The following subsection was repealed by the Serious Organised Crime and Police Act 2005:
(4) Any person may arrest without warrant anyone who is, or whom he, with reasonable cause, suspects to be, committing or attempting to commit an offence under this section."

This offence is triable either way. A person guilty of this offence is liable, on conviction on indictment to imprisonment for a term not exceeding two years, or, on summary conviction, to imprisonment for a term not exceeding six months, or to a fine not exceeding the prescribed sum, or to both.

In R v Allen, the House of Lords said that, in order for the offence to be committed, there must be "an intention to permanently deprive" by making off, and that a mere "intention to defer" payment is not sufficient.
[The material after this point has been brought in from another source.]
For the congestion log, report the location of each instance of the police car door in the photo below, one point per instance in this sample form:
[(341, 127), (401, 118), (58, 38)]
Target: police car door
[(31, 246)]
In theory, a person could eat a meal at a restaurant, not pay, but leave his name and address in order for the restaurant to start civil recovery procedures against him - as long as the details were correct, and he did intend to pay at some point in the future (by way of civil recovery) then no offence under Section 3 would be committed.

==Section 4 - Punishments==
Section 4(2)(a) was repealed on 15 January 2007 by Schedule 3 to the Fraud Act 2006.

==Section 5 - Supplementary==
Section 5(1) was repealed on 15 January 2007 by Schedule 3 to the Fraud Act 2006.

Section 5(3) was repealed by section 37(1) of, and Schedule 2 to, the Extradition Act 1989.

==Section 6 - Enactment of the same provisions for Northern Ireland==
See the Theft (Northern Ireland) Order 1978 (S.I. 1978/1407 (N.I. 23)).

==Section 7 - Short title, commencement and extent==
Section 7(2) provides that the act came into force at the end of the period of three months that began on the date on which it was passed. The word "months" means calendar months. The day (that is to say, 20 July 1978) on which the act was passed (that is to say, received royal assent) is included in the period of three months. This means that the act came into force on 20 October 1978. The act does not extend to Scotland or to Northern Ireland.